FIG. 2 shows another embodiment, which is a rotating roller used as a yarn feed roller or a separate roller.

The present embodiment shown in FIG. 2 differs from the embodiment shown in FIG. 1 in that (1) there is no heater 5 and (2) the heat pipe 6 is not embedded in the roller shell 1. The other parts are the same as those in the embodiment shown in FIG. 1 described above, and further description will be omitted.

[0030]

According to the present invention, since the fluid bearing is provided inside the roller and on both sides of the center of the roller in the axial direction, the load supporting portion can be lengthened, and the supporting portion can be extended. When a substantially uniform load acts on the bearing (no moment load acts), the load per unit area acting on the bearing decreases.

According to the present invention, since the shaft diameter can be increased, the rigidity of the shaft can be increased, and even a long roller can be a roller having a high natural frequency and a wide operating range.

According to the present invention, since the bearing does not use lubricating oil, and the performance of the bearing does not decrease due to the decrease in the performance of the lubricating oil material due to a high temperature, the bearing is resistant to high temperatures. In addition, by disposing the thrust bearing between the radial support portion and the rotor, the outer diameter of the disk can be increased, and the bearing rigidity can be increased.

[Brief description of the drawings]

FIG. 1 is a cross-sectional view showing a rotary roller for winding and heating a yarn according to an embodiment of the present invention.

FIG. 2 is a sectional view showing another embodiment of the present invention and showing a rotating roller used as a yarn feed roller and a separate roller.

[Explanation of symbols]

 DESCRIPTION OF SYMBOLS 1 Roller shell 2 Rotation axis 7 Supporter a Micro gap b Micro gap

Claims (2)

(57) [Claims] 1. A rotary heating roller in which an induction heater is disposed coaxially with a roller inside the roller and the roller is driven by an electric motor, wherein a bearing of a fluid bearing is coaxially disposed inside the heater.
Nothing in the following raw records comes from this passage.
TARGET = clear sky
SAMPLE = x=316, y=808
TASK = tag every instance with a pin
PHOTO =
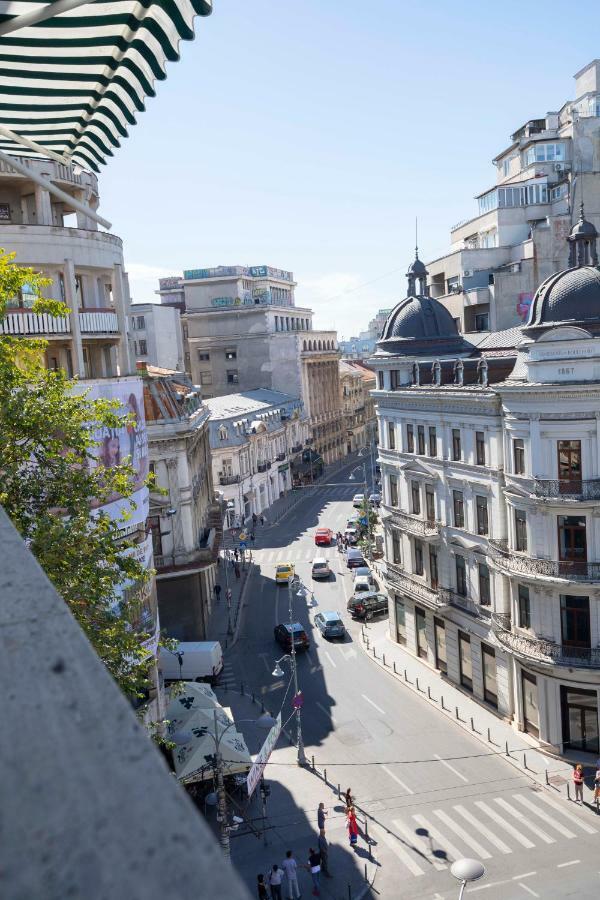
x=308, y=134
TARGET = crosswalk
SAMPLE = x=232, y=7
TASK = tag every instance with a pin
x=483, y=828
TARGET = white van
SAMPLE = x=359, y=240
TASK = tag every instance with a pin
x=320, y=567
x=200, y=661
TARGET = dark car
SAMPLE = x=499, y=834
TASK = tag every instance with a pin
x=366, y=606
x=283, y=636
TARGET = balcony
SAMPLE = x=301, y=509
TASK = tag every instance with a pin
x=586, y=489
x=416, y=589
x=541, y=650
x=518, y=563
A box is provided, and a rotating shaft that engages with a small gap with the inner diameter of the bearing box, supporting portions of the rotating shaft by fluid are provided on both sides of the axial center of the roller, The roller is fixed to one end of the rotation shaft, and the rotation shaft is driven to a portion on the opposite side of the joint between the rotation shaft and the roller and the rotation shaft protrudes outside the roller in a cantilever manner. A rotary heating roller, to which a rotor of an electric motor is fixed. 2. A fluid shaft inside a roller coaxially with said roller.
The bearing box of the bearing is arranged, and the minute gap with the inside diameter of the bearing box is
With the rotating shaft engaged, the center of the roller in the axial direction is
Flow with a rotating shaft fluid support on both sides
And a rotating shaft is provided at one end.
Roller is fixed and cantilevered in the direction opposite to the one end.
Protruding in a manner, and the rotating shaft is attached to the protruding end of the rotating shaft.
The rotor of the electric motor for driving is fixed, and the fluid
The protrusion of the rotating shaft between the radial bearing and the rotor
A support portion for thrust direction force is provided at the protrusion, and the support portion
Small gaps are formed on both sides of the fluid thrust bearing.
A rotating roller characterized by being formed.